Residents say SoCal Edison started Thomas Fire, file multiple lawsuits against utility

VENTURA, Calif. (KABC) -- More than four dozen families are suing Southern California Edison because they believe the utility started the destructive Thomas Fire, and some of those residents spoke out Friday.

Attorney Alexander Robertson is representing the victims.

"The aim is to try to get people back to full recovery. Most people are underinsured for wildfire and so our lawsuit seeks to try to make up that difference from what isn't covered by insurance," he said.

The Thomas Fire, considered the largest fire in California's modern history, charred more than 280,000 acres and destroyed over 1,000 structures in Ventura and Santa Barbara counties, with most of those being homes.

Aerial footage captured by the ABC7 drone showed entire streets where homes were burned to the ground. While the cause of the fire remains under investigation, in mid-December Cal Fire officials said they were investigating whether SoCal Edison played a role in causing the fire, along with others that sparked in Southern California.

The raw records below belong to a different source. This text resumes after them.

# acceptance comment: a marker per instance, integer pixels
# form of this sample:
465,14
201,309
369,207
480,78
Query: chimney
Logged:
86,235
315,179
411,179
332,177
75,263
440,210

"We represent the first 911 caller that first called in the Thomas Fire down in Santa Paula. So based on their eyewitness accounts we feel very confident that we know how the fire started and where it started," Robertson said.

Amanda Lewis' parents' home, like many others on its street, was reduced to ashes and memories. Her family is part of the group suing the Los Angeles-based utility company. She said she trusts the court system to help them and their neighbors rebuild.

"Anybody in the city, every day when we wake up we will look at this hill. I know, for me, it was a ritual to look up at the green hill and take a deep breath and say a prayer for my day," she said. "But now I look up at the hill and all I see is blackness."

Eyewitness News reached out to SoCal Edison for comment, but it said it could not comment on pending litigation because of the Cal Fire investigation that is underway.

One resident, Rick Ray, captured video of his neighborhood completely destroyed, but his home survived.

"It's tragic now just to see it as a pile of ash. Everywhere, you see houses like this," he said.

Robertson said the lawsuits could take a year or two to go through the court system unless the company and everyone involved settles the case.

In addition to Robertson's suits, a class-action lawsuit was filed by attorney William Weilbacher. That claim also alleges that Southern California Edison was negligent in monitoring equipment in Santa Paula that somehow failed and caused the blaze.

Damages amounts were not specified in the lawsuits.